Uwe Naumann ist Buchautor und Lektor und Herausgeber im Rowholt-Verlag.

Schon wenige Jahre später begann sie selber, Spuren zu hinterlassen in der Kulturgeschichte. Zunächst als Editorin: mit Büchern über die Weiße Rose, über Max Kommerell und Ralph Benatzky lieferte sie wichtige Bausteine zur Erinnerungskultur der Deutschen. Und ihre Edition der zweiten Hälfte der Tagebücher von Thomas Mann setzte Maßstäbe für ganze Generationen von Germanisten.

Die Lesungen, die sie mit Walter Jens veranstaltete, begeisterten ihre Zuhörer

Aber sie verstand sich nicht in erster Linie als Autorin, denn sie schätzte ihre eigenen erzählerischen Fähigkeiten eher gering. Sie sah sich als Herausgeberin, immer auf der Suche nach interessanten Dokumenten. Unbekannte Briefe und Tagebücher waren es denn auch, die sie zur Bestsellerautorin machten: Das Buch "Frau Thomas Mann", das sie 2003 gemeinsam mit ihrem Mann Walter veröffentlichte, enthielt zahlreiche neue Quellen und wurde ein sensationeller Erfolg. Auch die Biografie "Katias Mutter" (2005) über das Leben von Hedwig Pringsheim fand starke Beachtung, weil sie ein Kapitel der großen, untergegangenen jüdischen Kultur in Deutschland festhielt. Bei Rowohlt fand sie mit diesen Büchern eine verlegerische Heimat, der sie bis zum Schluss treu blieb. Mehr als zwanzig Jahre durfte ich sie als Lektor und Gesprächspartner begleiten.

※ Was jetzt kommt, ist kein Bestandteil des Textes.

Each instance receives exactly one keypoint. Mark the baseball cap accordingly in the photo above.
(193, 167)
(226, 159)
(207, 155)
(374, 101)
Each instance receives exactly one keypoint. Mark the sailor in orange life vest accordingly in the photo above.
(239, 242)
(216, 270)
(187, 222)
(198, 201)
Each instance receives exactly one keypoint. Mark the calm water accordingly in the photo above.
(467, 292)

Inge Jens liebte es, ihre Forschungsergebnisse öffentlich zu präsentieren. Die zahlreichen Lesungen, die sie jahrelang mit Walter Jens veranstaltete, fanden stets in vollen Sälen vor begeistertem Publikum statt. Dabei war sie selber ein bescheidener Mensch. Als ihr 1996 das Land Baden-Württemberg eine Art Ehrenprofessur verleihen wollte, lehnte sie ab mit der Begründung, sie sei eine "ordensskeptische Hanseatin" und könne auf solche Lorbeeren getrost verzichten.

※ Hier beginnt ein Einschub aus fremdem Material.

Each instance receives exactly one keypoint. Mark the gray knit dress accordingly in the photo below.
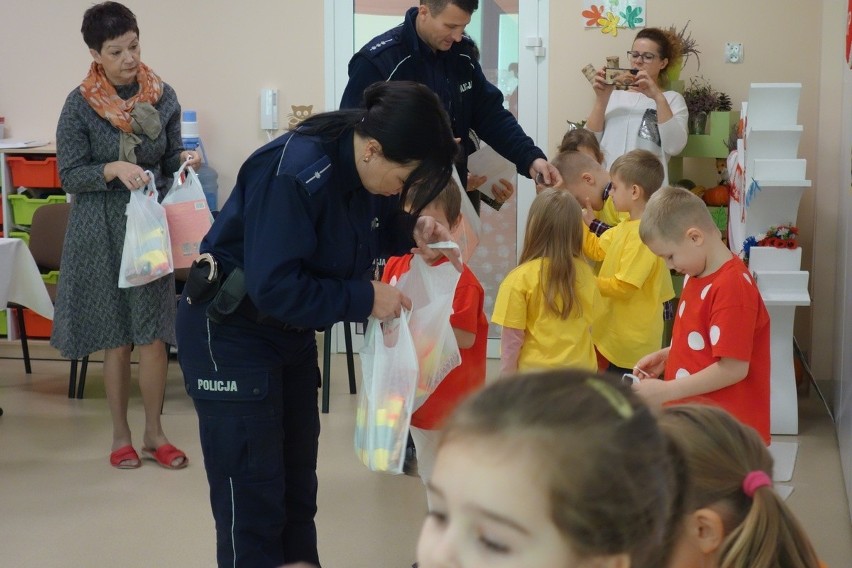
(92, 312)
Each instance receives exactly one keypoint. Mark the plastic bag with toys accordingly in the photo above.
(431, 289)
(188, 215)
(389, 369)
(147, 253)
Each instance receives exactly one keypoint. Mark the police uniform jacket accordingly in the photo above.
(471, 101)
(305, 231)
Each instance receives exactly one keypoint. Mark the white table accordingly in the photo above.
(20, 280)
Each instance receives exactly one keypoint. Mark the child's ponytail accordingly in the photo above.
(769, 536)
(730, 473)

Im Golfkrieg versteckte das Ehepaar desertierte US-Soldaten

Ihre offene, unprätentiöse Art hat ihr viele Sympathien eingetragen. Sie war politisch hellwach und unerschrocken. In den Achtzigerjahren wurde sie zu einer prominenten Repräsentantin der Friedensbewegung. Sie beteiligte sich 1984 an Sitzblockaden vor dem Atomwaffendepot in Mutlangen. Als sie wegen dieser Proteste vor Gericht gestellt wurde, verteidigte sich Inge Jens mit dem Hinweis auf ihre eigenen Erfahrungen im Zweiten Weltkrieg: Wer dieses Inferno als junger Mensch erlebt habe, müsse sich zum Pazifismus bekennen. 1990 versteckte das Ehepaar Jens während des Golfkriegs zwei desertierte US-Soldaten für längere Zeit in seinem Haus.

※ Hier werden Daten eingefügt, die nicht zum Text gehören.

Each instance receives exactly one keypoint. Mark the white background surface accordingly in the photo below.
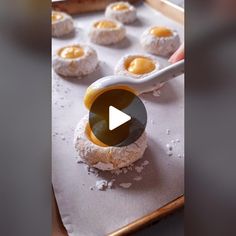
(86, 212)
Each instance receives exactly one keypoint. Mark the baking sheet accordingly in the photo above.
(92, 212)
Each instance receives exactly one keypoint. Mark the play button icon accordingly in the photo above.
(117, 117)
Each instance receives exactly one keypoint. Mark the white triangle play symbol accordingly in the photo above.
(117, 118)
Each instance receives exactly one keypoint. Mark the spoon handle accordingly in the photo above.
(161, 76)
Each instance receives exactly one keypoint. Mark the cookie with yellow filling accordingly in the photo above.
(62, 24)
(137, 66)
(96, 154)
(160, 40)
(74, 60)
(106, 32)
(121, 11)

Als Walter Jens im Alter zunehmend an Demenz erkrankte, hat seine Frau ihn aufopfernd gepflegt. Zugleich hat sie sein Schicksal ein Stück weit öffentlich gemacht, was ihre manche Anfeindungen einbrachte. Aber sie wollte andere Menschen ermutigen, sich mit dieser verbreiteten, aber von den Angehörigen oft versteckten Krankheit ehrlich auseinanderzusetzen. Ihre Bücher "Unvollständige Erinnerungen" (2009) und "Langsames Entschwinden" (2016) legen Zeugnis ab von diesem schwierigen Weg.

Nachdem Walter Jens 2013 gestorben war, verkaufte Inge Jens das gemeinsame Haus im Tübinger "Professorenviertel" und zog in eine innenstadtnahe Wohnung in einem Stift. Dort verbrachte sie die letzten Jahre weitgehend zurückgezogen. Als ich sie das letzte Mal im Oktober besuchte, lebte sie auf beim Erzählen über gemeinsame Projekte und Lesereisen. Nun ist sie nach Auskunft ihres Sohnes Christoph am 23. Dezember "ganz friedlich eingeschlafen".